The circumferential shearing stress as a function of r at \(\varphi =0\) is illustrated in Fig. 6.

Fig. 6

Graph of the circumferential shearing stresses as a function of r at \(\varphi =0\)

In Fig. 7, the plots of torsion function are shown for five different values of radial coordinates \((r=\frac{a}{8},\,\frac{a}{4},\,\frac{a}{2},\,\frac{3a}{4},\,a)\) \(-\alpha \le \varphi \le \alpha \). Application of formula (20) gives the following result for the torsional rigidity

$$\begin{aligned} S=1893.997579\,\mathrm{Nm}^{2}. \end{aligned}$$

(29)

The contour lines of resultant shearing stress

$$\begin{aligned} \tau (r,\varphi ) = \sqrt{\tau _{rz}^{2} + \tau _{\varphi z}^{2}} \qquad (r,\varphi )\in A\cup \partial A \end{aligned}$$

(30)

are shown in Fig. 8.

Fig. 7

Illustration of the torsion function for five different values of r as a function of \(\varphi \)
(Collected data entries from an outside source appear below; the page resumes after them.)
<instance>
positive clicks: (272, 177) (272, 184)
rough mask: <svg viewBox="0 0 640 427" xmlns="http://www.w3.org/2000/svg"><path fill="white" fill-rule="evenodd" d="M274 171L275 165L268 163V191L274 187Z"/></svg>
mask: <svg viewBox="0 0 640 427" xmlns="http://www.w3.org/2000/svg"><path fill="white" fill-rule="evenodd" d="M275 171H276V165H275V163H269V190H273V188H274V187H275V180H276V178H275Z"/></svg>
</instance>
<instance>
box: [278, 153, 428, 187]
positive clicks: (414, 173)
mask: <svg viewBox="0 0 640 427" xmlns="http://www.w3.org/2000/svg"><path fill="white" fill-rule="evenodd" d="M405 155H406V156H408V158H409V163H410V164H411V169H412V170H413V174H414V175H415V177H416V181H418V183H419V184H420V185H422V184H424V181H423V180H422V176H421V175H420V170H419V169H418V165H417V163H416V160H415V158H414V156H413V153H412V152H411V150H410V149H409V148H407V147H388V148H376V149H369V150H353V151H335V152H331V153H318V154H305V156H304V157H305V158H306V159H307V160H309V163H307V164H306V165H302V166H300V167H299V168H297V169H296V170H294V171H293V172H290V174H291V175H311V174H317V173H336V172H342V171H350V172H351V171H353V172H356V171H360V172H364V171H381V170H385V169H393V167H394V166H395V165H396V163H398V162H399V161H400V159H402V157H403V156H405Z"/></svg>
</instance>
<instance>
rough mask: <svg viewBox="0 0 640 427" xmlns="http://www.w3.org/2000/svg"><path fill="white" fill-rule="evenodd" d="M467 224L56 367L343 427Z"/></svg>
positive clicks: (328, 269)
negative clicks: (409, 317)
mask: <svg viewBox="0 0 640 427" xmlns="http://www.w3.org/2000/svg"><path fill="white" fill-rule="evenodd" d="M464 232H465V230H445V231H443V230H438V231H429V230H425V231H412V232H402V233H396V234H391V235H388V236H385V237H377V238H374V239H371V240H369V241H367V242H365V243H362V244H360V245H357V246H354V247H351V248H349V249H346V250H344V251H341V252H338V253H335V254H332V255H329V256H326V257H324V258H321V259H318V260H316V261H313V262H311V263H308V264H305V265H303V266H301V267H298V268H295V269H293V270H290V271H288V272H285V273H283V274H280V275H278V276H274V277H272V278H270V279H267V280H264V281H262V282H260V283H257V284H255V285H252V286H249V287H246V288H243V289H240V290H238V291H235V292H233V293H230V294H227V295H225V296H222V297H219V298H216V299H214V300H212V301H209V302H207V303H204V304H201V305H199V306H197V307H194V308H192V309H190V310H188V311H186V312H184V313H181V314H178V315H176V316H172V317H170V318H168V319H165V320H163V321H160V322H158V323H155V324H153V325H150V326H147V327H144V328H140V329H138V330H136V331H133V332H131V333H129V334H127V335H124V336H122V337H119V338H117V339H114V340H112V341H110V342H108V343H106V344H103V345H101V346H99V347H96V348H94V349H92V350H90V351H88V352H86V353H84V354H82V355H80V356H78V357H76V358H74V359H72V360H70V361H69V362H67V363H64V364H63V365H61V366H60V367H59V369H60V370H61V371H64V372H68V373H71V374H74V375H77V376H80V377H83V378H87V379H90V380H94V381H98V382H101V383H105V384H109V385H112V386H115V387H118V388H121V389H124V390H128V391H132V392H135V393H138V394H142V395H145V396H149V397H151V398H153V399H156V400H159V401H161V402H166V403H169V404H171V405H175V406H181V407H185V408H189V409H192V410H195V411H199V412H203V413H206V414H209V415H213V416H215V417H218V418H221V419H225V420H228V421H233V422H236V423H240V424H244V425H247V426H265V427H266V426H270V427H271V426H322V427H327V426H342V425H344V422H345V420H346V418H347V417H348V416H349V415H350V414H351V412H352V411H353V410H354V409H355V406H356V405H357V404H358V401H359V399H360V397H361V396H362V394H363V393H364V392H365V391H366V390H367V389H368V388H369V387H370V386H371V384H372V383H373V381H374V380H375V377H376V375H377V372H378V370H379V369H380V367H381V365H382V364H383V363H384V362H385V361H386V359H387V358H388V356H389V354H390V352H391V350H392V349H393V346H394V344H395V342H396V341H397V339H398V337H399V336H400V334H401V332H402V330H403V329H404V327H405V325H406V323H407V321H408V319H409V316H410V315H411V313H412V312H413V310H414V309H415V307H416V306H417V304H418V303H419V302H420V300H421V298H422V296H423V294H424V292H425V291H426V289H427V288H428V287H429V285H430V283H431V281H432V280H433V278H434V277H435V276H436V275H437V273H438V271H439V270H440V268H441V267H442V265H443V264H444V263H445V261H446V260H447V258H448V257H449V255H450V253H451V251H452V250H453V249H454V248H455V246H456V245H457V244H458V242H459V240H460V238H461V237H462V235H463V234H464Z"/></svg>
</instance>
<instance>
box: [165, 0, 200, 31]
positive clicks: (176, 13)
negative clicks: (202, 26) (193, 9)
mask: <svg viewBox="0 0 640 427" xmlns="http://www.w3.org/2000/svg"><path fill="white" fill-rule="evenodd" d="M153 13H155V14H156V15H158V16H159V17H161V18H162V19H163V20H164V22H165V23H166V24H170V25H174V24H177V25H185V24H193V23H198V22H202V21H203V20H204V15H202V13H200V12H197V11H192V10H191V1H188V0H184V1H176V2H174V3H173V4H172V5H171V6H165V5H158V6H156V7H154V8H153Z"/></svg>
The expressions of the \(\tau (r,\varphi )\) in terms of T at \(r=a\), \(\varphi =0\) and \(r=\frac{a}{\sqrt{3}}\), \(\varphi =\pm \frac{\pi }{6\beta }\) are as follows

$$\begin{aligned} \tau (a,0) = \frac{15}{2}\sqrt{3}\beta \frac{T}{a^{3}}, \qquad \tau \left( \frac{a}{\sqrt{3}},\pm \frac{\pi }{6\beta }\right) = \beta \tau (a,0). \end{aligned}$$

(31)

It is known that for \(\beta =1\)

$$\begin{aligned} \tau (a,0)=\tau \left( \frac{a}{\sqrt{3}},\pm \frac{\pi }{6}\right) . \end{aligned}$$

(32)

Fig. 8

Contour lines of the resultant shearing stresses

6 Conclusions

The object of this paper is the Saint-Venant torsion of cylindrical orthotropic homogeneous linearly elastic bar with solid cross section. The cross section of the considered bar is bounded by two straight lines and a curved arc. The geometry of the boundary curve of cross section depends on the shear moduli of the cylindrical orthotropic material. Closed-form solutions were derived for the Prandtl’s stress function, torsion function, shearing stresses and torsional rigidity. An example illustrates the application of the obtained formulae.